Frequently asked questions

Who wrote the lyrics for Tootsie?
David Yazbek wrote both the music and the lyrics, with a book by Robert Horn.
Is the cast album the complete score?
It is a robust representation (including overture and entr’acte), but like many cast recordings, it is a curated audio version of a full stage experience.
Where does “What’s Gonna Happen” happen in the story?
Early, in the audition ecosystem, when Sandy’s anxiety becomes the show’s first major character diagnosis.
Why is “Unstoppable” such a centerpiece?
It compresses the show’s fantasy of success into four minutes, then dares the plot to keep up with that confidence.
Is Tootsie still running on Broadway?
No. The Broadway run ended in early 2020. The title lives on through licensing and regional productions.
Is there a movie musical version of this stage adaptation?
There is the original 1982 film, but any screen version of the stage adaptation would be a separate production announcement.

Key contributors

Name Role Contribution
David Yazbek Composer and lyricist Wrote the score’s verbal velocity and character-specific rhyme logic.
Robert Horn Book writer Rebuilt the premise around a Broadway rehearsal room, enabling lyric targets about power and etiquette.
Scott Ellis Director Staged the farce so the humor plays as behavior, not costume.
Denis Jones Choreographer Gave the comedy physical punctuation, especially in ensemble momentum sequences.
Andrea Grody Music supervisor / musical director Helped translate lyric stress and comedic timing into playable, repeatable musical structure.
Dean Sharenow Music supervision / producer (recording) Key hand in the cast album’s studio capture and commercial polish.
Santino Fontana Original Broadway leading performer Created the dual-role performance that makes the lyric point-of-view work in real time.

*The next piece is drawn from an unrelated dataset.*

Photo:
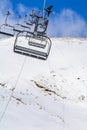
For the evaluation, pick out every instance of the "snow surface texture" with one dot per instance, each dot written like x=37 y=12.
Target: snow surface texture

References & Verification: IBDB production record; Tony Awards official winners pages; Playbill (cast album release and licensing news); Apple Music album metadata; MTI licensing and production listings; major reviews from Variety, Time Out, Vulture, WNYC, and The New Yorker; tour-history aggregations and presenter calendars; Vanity Fair feature on performance choices. Production dates cross-checked against multiple theatre databases.